Perhaps unnoticed is the song’s subtle shift to the pop side of country. There’s a small string section accompanying Price as well as tic-tac guitar foreshadowing what Price’s music was morphing into. That it is essentially inobtrusive may be due to how Price has involved the listener over the course of the album, casting the net wide, creating room for those who would soon feel that he had lost his way as well as for those who found the twangier side of country too homespun, too cornpone.
Price and Night Life reminds that country is a sophisticated art form, as American as jazz and at its best when focused on our collective stories, both good and bad. If a country song does that, it ultimately doesn’t really matter how the music sounds. It’s about as authentic as music gets.

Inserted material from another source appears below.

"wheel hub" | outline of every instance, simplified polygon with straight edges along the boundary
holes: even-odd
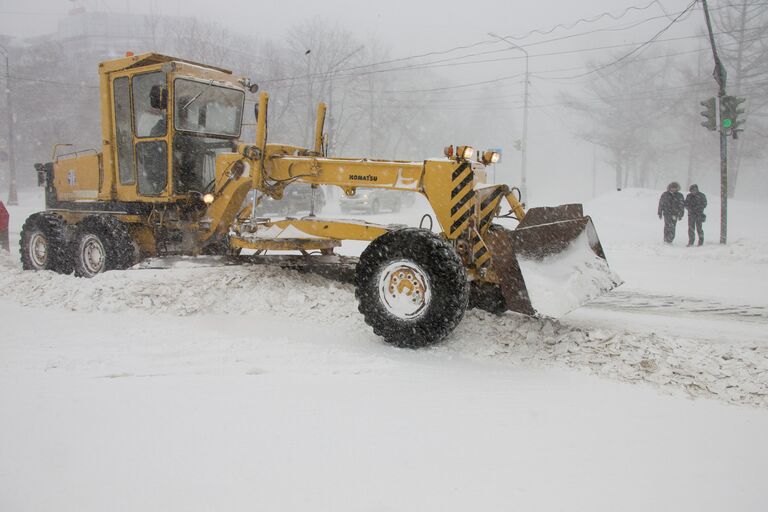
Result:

As I dive deeper into Country, I realize that there are hidden doors that I didn't know existed. I know Price pretty well and so appreciate your deeper analysis. I'm glad that when i first heard For the Good times back when it was a hit, that I listened intently and didn't turn the dial!
Some of my earliest memories are of a radio on top of the refrigerator and my mother dancing around the kitchen to the songs of Ray Price. She especially liked “Make the World Go Away”, and to this day when I hear it I remember the young woman she once was. Thanks again for you perspective.